Posttraumatic stress disorder (PTSD) is when memories of a highly upsetting event keep coming back, over and over, to invade your thoughts. This lasts for more than a month and can go on for much longer. These memories can be very scary, realistic, and upsetting.

  • PTSD starts within 6 months of a highly upsetting event

  • Life-threatening events can cause intense, long-lasting upset, worry, and nervousness

  • You may relive the event in your mind, have nightmares, or avoid anything that reminds you of the event

  • Treatment may include exposure therapy and antidepressant medicine

What causes PTSD?

PTSD can happen when you (or someone you are close to) experiences a highly upsetting event. You may feel haunted by the intense fear, helplessness, or horror you or someone else felt during the event.

Events that can cause PTSD include:

  • Being in war or combat

  • Experiencing or witnessing rape and violence

  • Natural disasters (such as a hurricane)

  • Serious car crashes

About 9 out of 10 people will have PTSD sometime in their lifetime. Children can also have PTSD.

What are the symptoms of PTSD?

PTSD has several types of symptoms:

  • Intrusion symptoms

  • Avoiding anything that reminds you of the event

  • Negative thinking or mood

  • Changes in alertness

Intrusion symptoms include:

  • Repeated, unwanted memories of the event that keep coming back

  • Nightmares of the event

  • Flashbacks (reliving your memory of the event as though it's currently happening)

  • Strong emotional or physical distress when something reminds you of the event (such as getting in a boat after a near-drowning accident)

Symptoms of negative thinking include:

  • Not being able to remember important parts of the event (dissociative amnesia)

  • Feeling emotionally numb or disconnected from other people

  • Depression—feeling tired and sad most of the time, or having a hard time sleeping or paying attention

  • Less interest in activities you used to like

  • Feelings of guilt about the event

  • Feeling only negative emotions (such as fear, anger, or shame)

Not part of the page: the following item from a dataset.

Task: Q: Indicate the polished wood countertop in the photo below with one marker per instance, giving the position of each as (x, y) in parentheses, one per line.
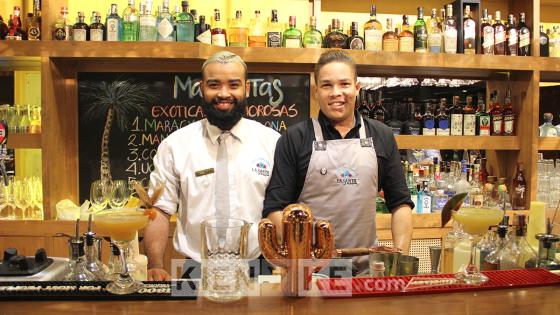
(541, 300)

Symptoms of a change in alertness and reactions include:

  • Hard time falling asleep or paying attention

  • Easily scared or constantly watching out for danger

  • Giving little thought to putting yourself in a dangerous situation

  • Angry outbursts

How can doctors tell if I have PTSD?

Doctors look for a connection between your symptoms and any highly upsetting events you or your loved ones have experienced. They ask how it stops you from doing daily activities.

How do doctors treat PTSD?

Treatment includes:

  • Exposure therapy, when your therapist has you imagine being in situations that remind you of a highly upsetting event or remember the event—for example, therapists may have you imagine being in the park where you were attacked and talk you through the event you're imagining so that you feel safe and calm (over time, this helps many people feel better)

  • Antidepressant medicine, especially selective serotonin reuptake inhibitors (SSRIs)

  • Medicine that can help you not have nightmares

Long-term PTSD may not go away but often gets better over time even without treatment. However, for some people, PTSD severely affects daily living, and they continue to need treatment.